А скейт в это время перекочевал в браслет.

– Пуппэ! – сказал Филипп, покрутив пальцем у моего носа. Следующее предложение было длинным и по интонации очень походило на воспитательную тираду донны Розы. Интересно, чем это юноша не доволен?

– Русского ты, конечно, не знаешь! – сказал я Филиппу, попутно отлавливая палец чернокожего родственника взмахом левой. Филипп осёкся и присел, спасая пленённую конечность.

– Сорри! Сорри! – промяукал шурин. Я отпустил палец. В школе я учил немецкий. Но знаю, что «сорри» по-английски, это как «пардон» по-французски. Извиняется, стало быть, Филька…

Боб похлопал меня по плечу. Я оглянулся.

– Класс! Ещё пару специальных тренировок на воде и уровень барона Раконера будет восстановлен! Наступят лучшие времена, и мы обязательно покатаемся на волнах Северного океана.

– За комплемент – спасибо. Будь любезен, Боб, переведи, что сказал обо мне этот висельник, бежавший из острога?

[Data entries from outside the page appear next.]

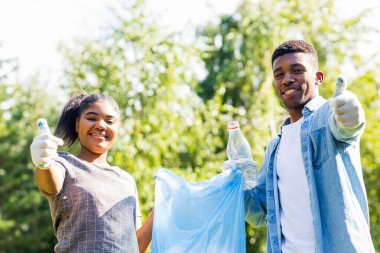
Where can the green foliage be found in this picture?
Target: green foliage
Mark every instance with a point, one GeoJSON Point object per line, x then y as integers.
{"type": "Point", "coordinates": [173, 119]}
{"type": "Point", "coordinates": [25, 223]}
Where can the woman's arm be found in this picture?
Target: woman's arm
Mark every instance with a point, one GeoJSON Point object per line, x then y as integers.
{"type": "Point", "coordinates": [50, 181]}
{"type": "Point", "coordinates": [144, 233]}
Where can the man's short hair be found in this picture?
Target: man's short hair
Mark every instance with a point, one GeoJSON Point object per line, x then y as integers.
{"type": "Point", "coordinates": [295, 46]}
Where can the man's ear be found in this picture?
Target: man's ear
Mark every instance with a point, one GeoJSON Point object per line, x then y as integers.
{"type": "Point", "coordinates": [319, 78]}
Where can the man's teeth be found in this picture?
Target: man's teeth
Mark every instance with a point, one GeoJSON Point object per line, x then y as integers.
{"type": "Point", "coordinates": [98, 135]}
{"type": "Point", "coordinates": [290, 91]}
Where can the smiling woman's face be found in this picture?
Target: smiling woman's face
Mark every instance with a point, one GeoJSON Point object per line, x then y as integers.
{"type": "Point", "coordinates": [98, 127]}
{"type": "Point", "coordinates": [296, 80]}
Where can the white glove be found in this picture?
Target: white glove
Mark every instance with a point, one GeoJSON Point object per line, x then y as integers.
{"type": "Point", "coordinates": [44, 146]}
{"type": "Point", "coordinates": [246, 166]}
{"type": "Point", "coordinates": [348, 112]}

– Филипп обозвал тебя безмозглой куклой и пообещал надрать задницу крапивой.

– За что!?

– Не знаю…

– Хорошо, при случае сам у него спрошу…

25

Серафим и донна Роза несказанно обрадовались появлению в нашем доме господина Филиппа Гамильтона младшего. Значит, где-то на необъятных просторах планеты Камелот обитает ещё и старший Филипп Гамильтон. И этот старший – отец Филиппа и Мадлен – а по совместительству мой тесть, в этом мире числится не простой пешкой, а фигурой облеченный властью, раз «именитого преступника» освободили из тюрьмы досрочно, вполне официально, но совсем необычно. Доставили в летающем остроге к дому и выбросили поблизости в озеро, снабдив спасательным жилетом…

За что посадили шурина в летающий «замок Ив» и почему досрочно освободили из заключения, Боб мне не сообщил. Наводящих вопросов я ему не задавал, а он, словно оберегая мою, раздувшуюся от пустоты голову, лишь изредка комментировал услышанные диалоги.

И ничего-то конкретного я не узнал из его коротких комментариев, сделанных мельком вместо дословного перевода задушевных бесед Филиппа с домашней челядью.

А вот Филиппу, похоже, обо мне что-то сообщали. Ибо он, мой новый родственник, после очередной цитаты, произнесённой Серафимом, неожиданно сменил имидж домашнего любимчика и шалуна-говоруна на личность вполне приземлённую, сочувствующую, желающую помочь…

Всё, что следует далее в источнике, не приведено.